- Soroti City Eastern Region Uganda

Information
- Type: Public
- Established: 1915
- School number: 10706
- Head teacher: Papa Martin Okiria
- Grades: O-Level & A-Level
- Enrollment: 3,799 (2022)

= Soroti Secondary School =

Soroti Secondary School is a government-aided secondary school located in Soroti City, Eastern Uganda. Established in 1915, it is one of the oldest educational institutions in the Teso sub-region. The school offers both Ordinary Level (O-Level) and Advanced Level (A-Level) education and is registered under the Ministry of Education and Sports with the EMIS code 10706.

==History==
The school was founded in 1915 during the colonial era and has served generations of students from the Teso sub-region and beyond. Over time, it has developed into a prominent public school recognized for its academic and extracurricular achievements.

==Academics==
Soroti Secondary School follows the national curriculum as set by Uganda’s National Curriculum Development Centre (NCDC). It prepares students for the Uganda Certificate of Education (UCE) and the Uganda Advanced Certificate of Education (UACE). The school has adopted the new lower secondary curriculum introduced in 2020, which emphasizes competence-based learning.

==Facilities==
The school sits on a spacious campus and offers:
- 41 classrooms
- 6 science laboratories
- 1 library
- 98 latrine stances (for boys and girls)

These facilities support a student population of over 3,799, with 3,153 enrolled in O-Level and 646 in A-Level as of 2022.

==Leadership==
As of 2023, the school is being led by Mr. Wilfred Oluka Okeriau.
As of 2022, the school was headed by Mr.
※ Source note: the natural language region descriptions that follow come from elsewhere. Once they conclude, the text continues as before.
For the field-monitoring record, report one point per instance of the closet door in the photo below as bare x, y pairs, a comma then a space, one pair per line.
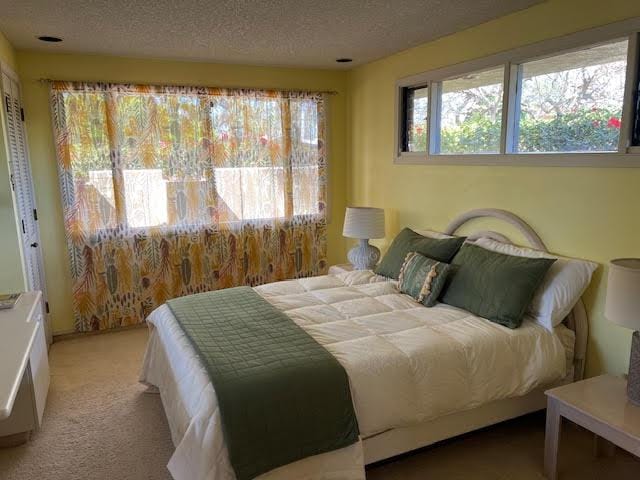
23, 194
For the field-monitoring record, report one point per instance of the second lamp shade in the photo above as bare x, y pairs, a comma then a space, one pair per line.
363, 223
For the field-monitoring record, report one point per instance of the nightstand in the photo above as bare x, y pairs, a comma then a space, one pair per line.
341, 268
598, 404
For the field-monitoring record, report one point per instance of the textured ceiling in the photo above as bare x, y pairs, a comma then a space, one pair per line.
269, 32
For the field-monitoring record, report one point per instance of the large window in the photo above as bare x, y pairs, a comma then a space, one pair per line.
573, 102
471, 113
170, 191
416, 105
192, 159
530, 105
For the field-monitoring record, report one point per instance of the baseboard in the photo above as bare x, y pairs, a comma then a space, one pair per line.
69, 335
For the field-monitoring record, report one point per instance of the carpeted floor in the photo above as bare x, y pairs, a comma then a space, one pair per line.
100, 425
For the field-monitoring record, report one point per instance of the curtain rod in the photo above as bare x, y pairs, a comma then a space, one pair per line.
327, 92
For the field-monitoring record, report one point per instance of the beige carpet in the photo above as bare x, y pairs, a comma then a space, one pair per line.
100, 425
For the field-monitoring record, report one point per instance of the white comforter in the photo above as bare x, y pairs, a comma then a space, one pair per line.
406, 364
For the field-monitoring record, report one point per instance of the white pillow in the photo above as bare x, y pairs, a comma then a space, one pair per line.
561, 288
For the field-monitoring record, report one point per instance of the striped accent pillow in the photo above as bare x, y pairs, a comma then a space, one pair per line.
422, 278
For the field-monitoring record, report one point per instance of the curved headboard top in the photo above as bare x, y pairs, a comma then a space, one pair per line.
577, 319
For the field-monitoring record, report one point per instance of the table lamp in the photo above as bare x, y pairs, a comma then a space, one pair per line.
622, 306
363, 223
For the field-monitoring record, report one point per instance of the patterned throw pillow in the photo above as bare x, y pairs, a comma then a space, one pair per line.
443, 249
422, 278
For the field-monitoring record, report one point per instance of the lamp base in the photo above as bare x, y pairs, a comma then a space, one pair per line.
633, 382
364, 256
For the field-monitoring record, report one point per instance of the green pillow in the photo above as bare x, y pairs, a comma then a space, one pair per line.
493, 285
422, 278
408, 241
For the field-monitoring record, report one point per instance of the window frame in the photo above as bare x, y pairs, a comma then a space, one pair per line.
627, 154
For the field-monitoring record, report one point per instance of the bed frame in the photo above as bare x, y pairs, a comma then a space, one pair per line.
401, 440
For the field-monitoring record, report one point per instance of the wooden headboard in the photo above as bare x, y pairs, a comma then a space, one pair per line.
577, 319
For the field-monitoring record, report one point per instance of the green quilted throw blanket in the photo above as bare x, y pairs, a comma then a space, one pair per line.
282, 396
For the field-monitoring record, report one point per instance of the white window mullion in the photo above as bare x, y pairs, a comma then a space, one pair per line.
513, 106
435, 109
510, 107
631, 84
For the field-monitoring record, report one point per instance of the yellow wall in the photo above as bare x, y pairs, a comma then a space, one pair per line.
11, 278
583, 212
33, 66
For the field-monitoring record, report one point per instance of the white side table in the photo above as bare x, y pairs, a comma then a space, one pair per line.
24, 369
598, 404
341, 268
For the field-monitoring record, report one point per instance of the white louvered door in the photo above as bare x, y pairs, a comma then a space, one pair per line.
23, 193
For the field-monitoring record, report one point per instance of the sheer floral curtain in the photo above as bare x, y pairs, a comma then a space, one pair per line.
169, 191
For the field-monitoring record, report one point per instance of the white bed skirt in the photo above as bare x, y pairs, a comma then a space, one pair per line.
194, 421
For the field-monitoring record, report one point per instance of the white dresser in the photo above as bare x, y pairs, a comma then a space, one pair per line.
24, 369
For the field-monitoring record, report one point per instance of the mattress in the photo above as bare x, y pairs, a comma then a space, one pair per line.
406, 364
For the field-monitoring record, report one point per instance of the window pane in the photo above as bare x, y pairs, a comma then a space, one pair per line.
417, 108
471, 116
573, 102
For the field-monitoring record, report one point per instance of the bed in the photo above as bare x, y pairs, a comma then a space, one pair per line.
393, 351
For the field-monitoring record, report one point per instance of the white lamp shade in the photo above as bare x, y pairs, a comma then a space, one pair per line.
622, 305
363, 223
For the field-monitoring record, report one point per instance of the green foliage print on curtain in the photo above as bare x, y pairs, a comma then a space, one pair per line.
169, 191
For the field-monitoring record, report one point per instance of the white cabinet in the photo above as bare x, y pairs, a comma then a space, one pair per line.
24, 368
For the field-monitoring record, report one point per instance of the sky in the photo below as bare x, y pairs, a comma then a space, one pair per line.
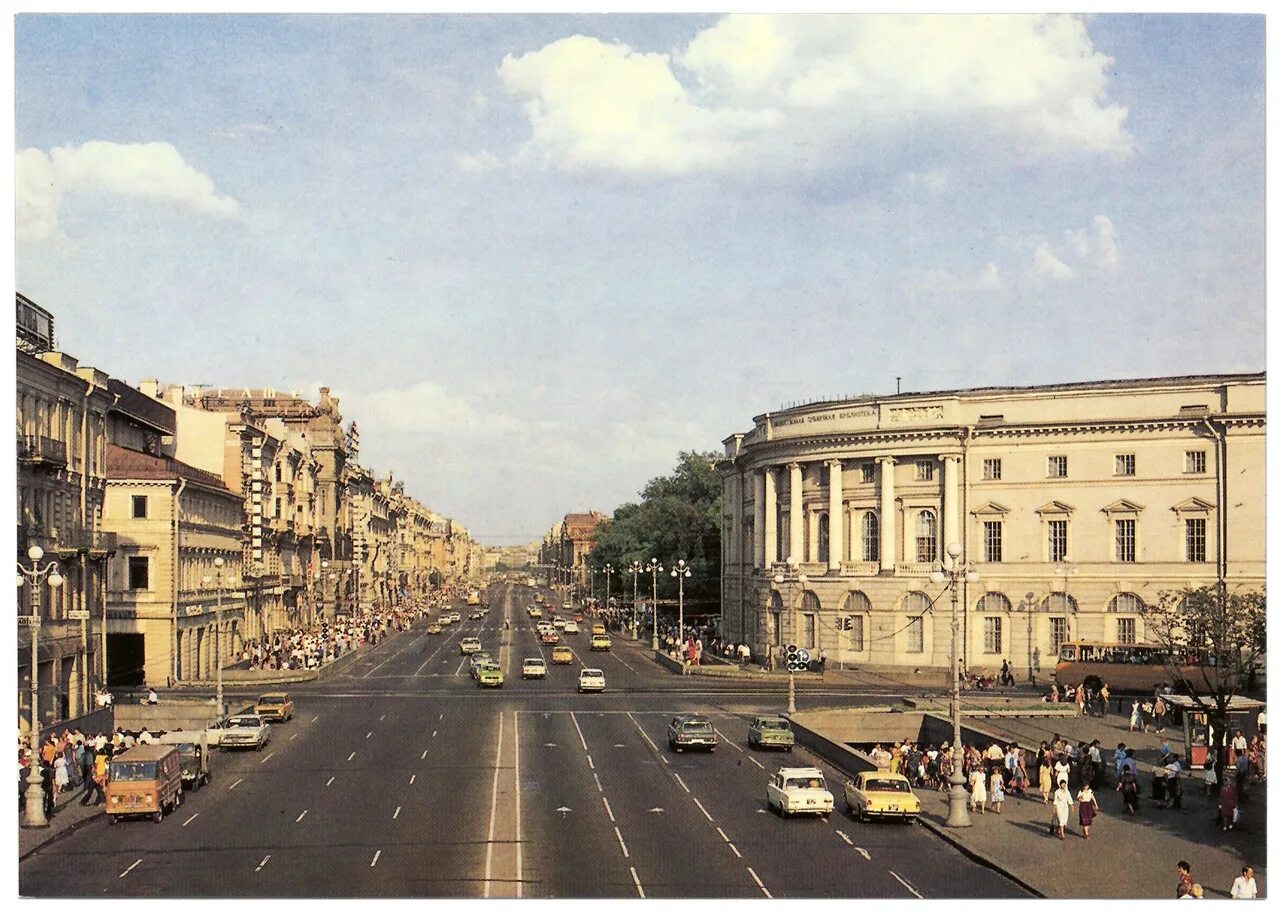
536, 256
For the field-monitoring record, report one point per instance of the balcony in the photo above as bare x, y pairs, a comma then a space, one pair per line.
37, 450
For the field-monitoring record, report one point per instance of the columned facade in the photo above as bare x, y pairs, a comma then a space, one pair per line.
1077, 503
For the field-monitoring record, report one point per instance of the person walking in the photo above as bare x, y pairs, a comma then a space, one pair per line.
1061, 808
1088, 808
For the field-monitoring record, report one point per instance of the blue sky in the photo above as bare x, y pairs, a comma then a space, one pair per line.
536, 256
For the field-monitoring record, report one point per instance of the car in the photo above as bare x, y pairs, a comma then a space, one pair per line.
489, 675
771, 731
246, 730
691, 731
880, 794
590, 680
799, 790
274, 706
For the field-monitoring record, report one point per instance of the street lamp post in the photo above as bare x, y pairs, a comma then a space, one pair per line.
654, 570
216, 579
33, 799
952, 571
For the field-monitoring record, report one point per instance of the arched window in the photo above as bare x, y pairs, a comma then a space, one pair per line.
926, 537
871, 535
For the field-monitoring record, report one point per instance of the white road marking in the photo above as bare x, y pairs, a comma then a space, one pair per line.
493, 811
903, 881
759, 884
583, 738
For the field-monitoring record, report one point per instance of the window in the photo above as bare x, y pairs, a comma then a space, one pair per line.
993, 539
871, 537
1059, 634
991, 635
140, 573
1057, 539
926, 537
1196, 541
1127, 539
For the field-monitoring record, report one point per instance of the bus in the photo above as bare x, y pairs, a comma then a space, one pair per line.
1132, 669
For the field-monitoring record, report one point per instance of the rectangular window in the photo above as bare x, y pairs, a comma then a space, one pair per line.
991, 637
915, 634
993, 539
1127, 539
1057, 539
1197, 548
1057, 634
140, 573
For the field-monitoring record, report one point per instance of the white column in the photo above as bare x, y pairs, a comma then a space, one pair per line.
758, 526
887, 511
795, 538
835, 516
771, 517
950, 502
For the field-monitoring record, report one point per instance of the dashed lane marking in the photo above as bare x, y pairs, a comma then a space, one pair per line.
905, 884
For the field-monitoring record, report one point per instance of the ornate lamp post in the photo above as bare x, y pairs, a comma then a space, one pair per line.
952, 571
33, 807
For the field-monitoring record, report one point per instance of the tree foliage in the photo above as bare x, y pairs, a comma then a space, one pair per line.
679, 516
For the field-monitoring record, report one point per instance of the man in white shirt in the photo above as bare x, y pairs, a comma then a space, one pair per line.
1244, 888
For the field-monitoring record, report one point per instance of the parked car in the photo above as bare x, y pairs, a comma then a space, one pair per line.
771, 731
799, 790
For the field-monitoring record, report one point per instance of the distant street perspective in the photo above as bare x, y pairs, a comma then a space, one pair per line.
640, 456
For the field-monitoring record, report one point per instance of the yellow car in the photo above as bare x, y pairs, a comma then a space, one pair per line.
881, 794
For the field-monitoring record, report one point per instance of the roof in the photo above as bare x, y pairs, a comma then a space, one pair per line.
126, 464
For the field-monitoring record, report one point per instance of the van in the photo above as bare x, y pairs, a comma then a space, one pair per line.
144, 780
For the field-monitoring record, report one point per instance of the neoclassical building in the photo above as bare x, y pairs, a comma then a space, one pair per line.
1075, 503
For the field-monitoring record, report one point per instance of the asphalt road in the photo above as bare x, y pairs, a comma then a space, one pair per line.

Papa Martin Okiria, who also served as the National Chairman of the Association of Secondary School Headteachers of Uganda (ASSHU).

==Notable alumni==
- Christine Amongin Aporu – Former Minister of State for Teso Affairs and Member of Parliament for Kumi District.
- Ibrahim Orit – Professional footballer for Vipers SC and Uganda national team.
- Hellen Asamo – Member of Parliament representing persons with disabilities in Eastern Uganda.

==Recent developments==
In April 2025, Soroti Secondary School recognized its top-performing students in the UCE and UACE national examinations by awarding prizes and commendations. The headteacher praised both students and staff for their efforts and academic discipline.

==Research and challenges==
Research conducted at the school has explored the impact of poverty on students' academic performance. The studies identified barriers such as poor feeding, lack of school materials, and inadequate parental support as factors that affect learner outcomes.